Perylene bisimides (PBI, Fig. 1) are valuable functional materials that have been used for several applications, depending on the substitution pattern of the fused aromatic ring. A wide range of substituents can be incorporated in the imide group or in the bay positions (C1, C6, C7 or C12).¹ PBIs functionalized in the ortho positions (C2, C5, C8 or C11), have only been available in the past ten years, opening new and interesting research directions for PBI chemistry.² These compounds have been extensively investigated because of their outstanding chemical, physical and optoelectronic properties, as well as their stability under thermal, oxidative stress and high electron mobility.³ They have been mostly used as semiconducting materials in organic solar cells,^1,4 field effect transistors,⁵ light emitting diodes⁶ and hybrid LEDs⁷ due to their extended π-conjugation coupled with HOMO–LUMO suitable values, supplying emission properties along with efficient charge transfer.⁸

Fig. 1 Structure of PBI and numbering of the aromatic carbons in the periphery of the ring system.

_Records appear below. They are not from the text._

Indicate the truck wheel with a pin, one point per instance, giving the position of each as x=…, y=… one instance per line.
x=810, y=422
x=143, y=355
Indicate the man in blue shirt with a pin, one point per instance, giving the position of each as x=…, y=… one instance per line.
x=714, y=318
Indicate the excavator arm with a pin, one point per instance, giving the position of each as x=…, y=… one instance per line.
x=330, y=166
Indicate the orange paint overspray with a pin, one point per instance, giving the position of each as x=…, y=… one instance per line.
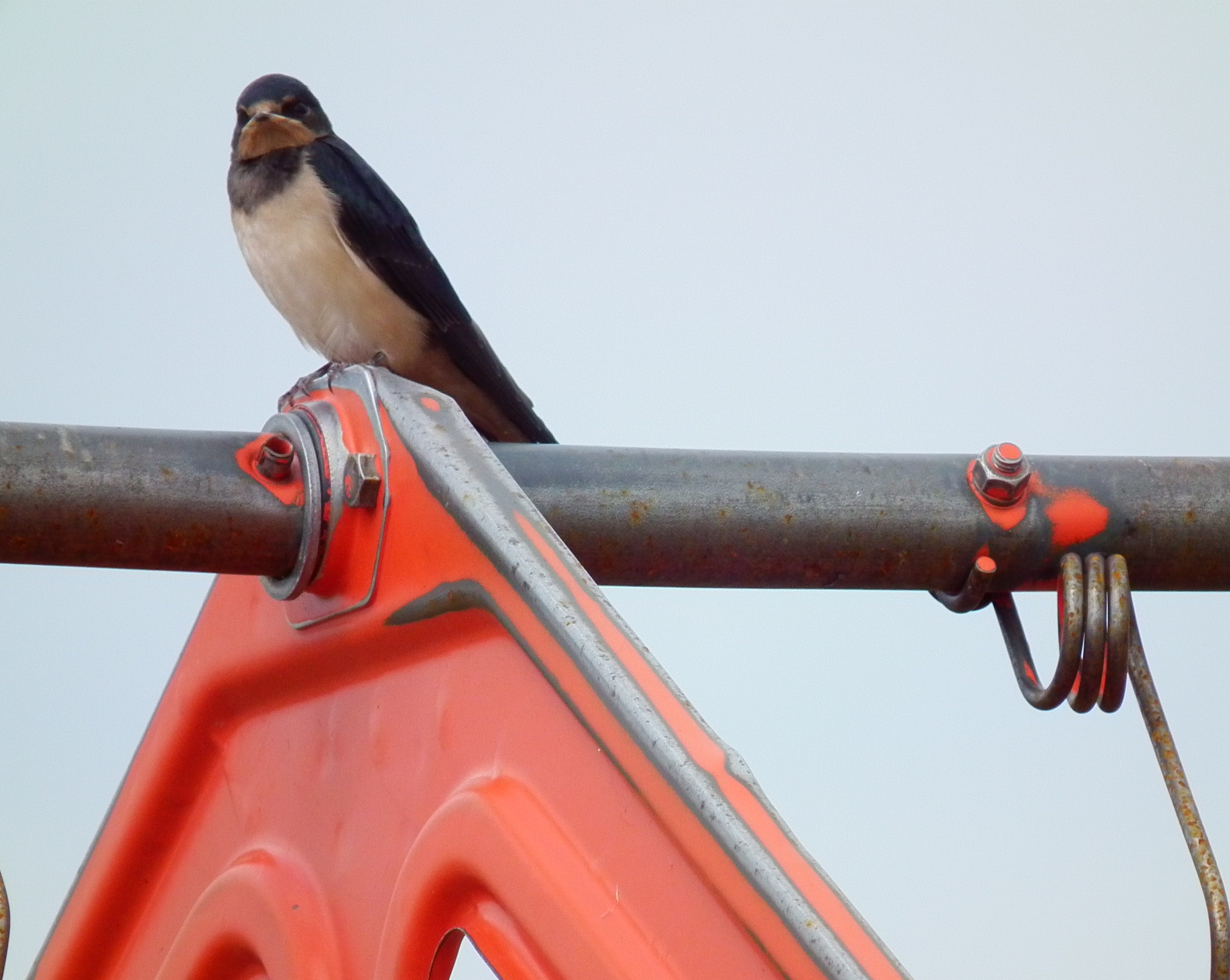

PBIs have also been used as typical fluorescent probes mostly in biological or environmental studies, as they are easy to prepare and can be modified in different ring positions, showing also good light, heat and chemical stability.² Compounds incorporating the PBI nucleus also presented anticancer, antifungal, antiviral, antidepressant and antibacterial activities.⁹

According to the literature, PBIs were obtained by condensation of perylene tetracarboxylic acid dianhydride (PTCDA) with a primary amine function¹⁰ including amino acids^8,10d,11 at high temperatures in solvents such as molten imidazole,^8,10d,11c,12 quinolone⁷ or ethylene glycol.^12d,13 Zinc acetate^10c,d,13b,14 and zinc chloride catalysts^12c,14a,15 were also used to increase the reactivity of aromatic amines.

The non-covalent functionalization of carbon nanotubes using PBIs has been successfully applied within our research group. This mild and effective functionalization reaction allowed the chemical modification of the carbon nanotube surface without affecting the external carbon layer. Varying the substituent at the imide function of the PBI unit proved to be a fundamental asset to control the selective interaction with the neighboring environment or the desired properties of the material. A simple and efficient synthetic method was previously developed in-house for the preparation of a selection of PBI, from the reaction of perylenetetracarboxylic dianhydride with α-amino acids¹⁶ and this line of research has been further explored.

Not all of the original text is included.